Au terme d’un long entretien qu’elle a accordé à Eugénie Bastié pour Le Figaro, Hélène Carrère d’Encausse résume en quelques mots l’enjeu des retrouvailles entre la France d’Emmanuel Macron et la Russie de Vladimir Poutine : « La Russie et l’Occident ont une civilisation commune fondée sur un quadruple héritage judéo-chrétien, grec, romain et byzantin enrichi au fil des siècles par la rencontre avec d’autres religions et traditions. » Ce rappel lapidaire de l’héritage met en perspective nos relations avec une Russie qui nous fascine et nous fait peur. En même temps, dirait notre président de la République. Comment renier tout ce que nous devons à la culture russe, singulièrement avec les grands écrivains du XIXe siècle et même du XXe, dominé par le grand Soljenitsyne ? Mais il y a aussi l’immensité d’un pays qui nous paraît démesuré, sans compter la parenthèse tragique du soviétisme.
Vladimir Poutine est l’héritier du passé récent, et il nous semble encore loin de l’idéal et des pratiques d’un État de droit, garant de la sécurité et des libertés des citoyens. Mais il n’est pas simple d’assumer la transition après des décennies de totalitarisme et la période d’extrême désordre qui a suivi.

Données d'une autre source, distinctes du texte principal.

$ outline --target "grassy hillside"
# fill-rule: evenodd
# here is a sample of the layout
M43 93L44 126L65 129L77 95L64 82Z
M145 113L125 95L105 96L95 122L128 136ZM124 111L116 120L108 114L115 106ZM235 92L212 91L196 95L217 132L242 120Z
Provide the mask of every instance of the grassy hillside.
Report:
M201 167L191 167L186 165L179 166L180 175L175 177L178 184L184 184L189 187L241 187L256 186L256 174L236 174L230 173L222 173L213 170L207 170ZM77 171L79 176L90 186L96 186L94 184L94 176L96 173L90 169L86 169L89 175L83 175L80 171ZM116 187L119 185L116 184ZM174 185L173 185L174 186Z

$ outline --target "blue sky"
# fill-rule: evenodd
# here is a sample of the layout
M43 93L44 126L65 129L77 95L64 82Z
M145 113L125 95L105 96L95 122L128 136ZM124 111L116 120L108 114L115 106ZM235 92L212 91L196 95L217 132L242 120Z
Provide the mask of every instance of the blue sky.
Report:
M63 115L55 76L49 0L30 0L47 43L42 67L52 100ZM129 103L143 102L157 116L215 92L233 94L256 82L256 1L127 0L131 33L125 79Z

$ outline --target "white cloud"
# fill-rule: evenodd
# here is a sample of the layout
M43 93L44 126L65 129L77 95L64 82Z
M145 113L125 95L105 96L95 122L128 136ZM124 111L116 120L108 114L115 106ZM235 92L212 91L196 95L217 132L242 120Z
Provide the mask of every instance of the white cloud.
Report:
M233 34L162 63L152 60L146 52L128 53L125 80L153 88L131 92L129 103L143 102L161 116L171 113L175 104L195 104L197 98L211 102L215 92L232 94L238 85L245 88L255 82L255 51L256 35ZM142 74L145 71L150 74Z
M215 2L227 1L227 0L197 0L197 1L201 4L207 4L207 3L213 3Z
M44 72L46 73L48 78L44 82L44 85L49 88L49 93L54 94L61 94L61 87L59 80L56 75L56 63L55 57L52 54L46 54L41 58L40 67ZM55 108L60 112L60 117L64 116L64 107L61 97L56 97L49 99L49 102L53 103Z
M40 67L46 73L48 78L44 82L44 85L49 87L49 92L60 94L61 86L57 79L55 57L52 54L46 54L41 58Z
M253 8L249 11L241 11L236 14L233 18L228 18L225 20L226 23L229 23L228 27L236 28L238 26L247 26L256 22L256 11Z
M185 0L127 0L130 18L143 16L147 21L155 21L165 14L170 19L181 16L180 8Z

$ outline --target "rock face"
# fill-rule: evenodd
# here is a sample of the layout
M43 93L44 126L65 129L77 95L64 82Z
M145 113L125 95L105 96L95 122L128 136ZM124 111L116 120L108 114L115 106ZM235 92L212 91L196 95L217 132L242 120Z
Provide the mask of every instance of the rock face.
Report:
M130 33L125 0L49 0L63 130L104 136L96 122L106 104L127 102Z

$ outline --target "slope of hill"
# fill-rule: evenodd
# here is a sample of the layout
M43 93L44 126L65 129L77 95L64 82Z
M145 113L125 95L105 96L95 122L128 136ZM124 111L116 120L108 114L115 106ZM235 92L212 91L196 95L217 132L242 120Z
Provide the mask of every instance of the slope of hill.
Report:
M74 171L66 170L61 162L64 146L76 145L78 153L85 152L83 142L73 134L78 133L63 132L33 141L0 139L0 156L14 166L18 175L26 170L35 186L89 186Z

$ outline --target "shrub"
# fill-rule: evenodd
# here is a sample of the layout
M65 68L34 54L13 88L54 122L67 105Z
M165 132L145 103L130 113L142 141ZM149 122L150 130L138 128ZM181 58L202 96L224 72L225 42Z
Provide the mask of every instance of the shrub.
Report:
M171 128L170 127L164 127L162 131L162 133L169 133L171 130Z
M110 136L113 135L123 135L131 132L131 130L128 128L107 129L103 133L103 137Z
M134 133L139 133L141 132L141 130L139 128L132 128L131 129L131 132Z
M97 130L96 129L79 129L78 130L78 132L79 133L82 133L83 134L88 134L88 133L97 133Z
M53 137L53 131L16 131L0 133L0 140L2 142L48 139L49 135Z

Il y a aussi le contentieux à propos de l’Ukraine et du Proche-Orient, qui a conduit à un affrontement qui n’est pas seulement diplomatique. Mais qui ne voit la nécessité vitale des retrouvailles pour l’équilibre du monde et celui de l’Europe ? C’est pourquoi la rencontre de Versailles entre les présidents Macron et Poutine est bienvenue, et judicieux le choix de la médiation par la culture. Catherine Pégard, présidente du domaine de Versailles, a eu une heureuse initiative en organisant cette exposition sur le tsar Pierre le Grand et sa visite au palais, il y a trois siècles, avec le régent et Louis XV encore enfant. Depuis lors, la Russie a tourné ses regards vers l’Occident et fait le choix de l’Europe. Vladimir Poutine est particulièrement touché par le souvenir du tsar qui fonda Saint-Pétersbourg.
La dimension confessionnelle de ces retrouvailles n’est pas à dédaigner. Le président russe s’est aussi rendu à la nouvelle cathédrale construite au bord de la Seine et qui incarne la part la plus précieuse du legs de la Sainte Russie. Il s’était associé, il y a quelques jours, à la vénération des reliques de saint Nicolas, venues de Bari en Italie, à l’initiative du pape François. La rencontre de l’orthodoxie et du catholicisme est primordiale pour l’avenir du dialogue entre chrétiens et elle ne peut se passer de la collaboration active du patriarcat de Moscou.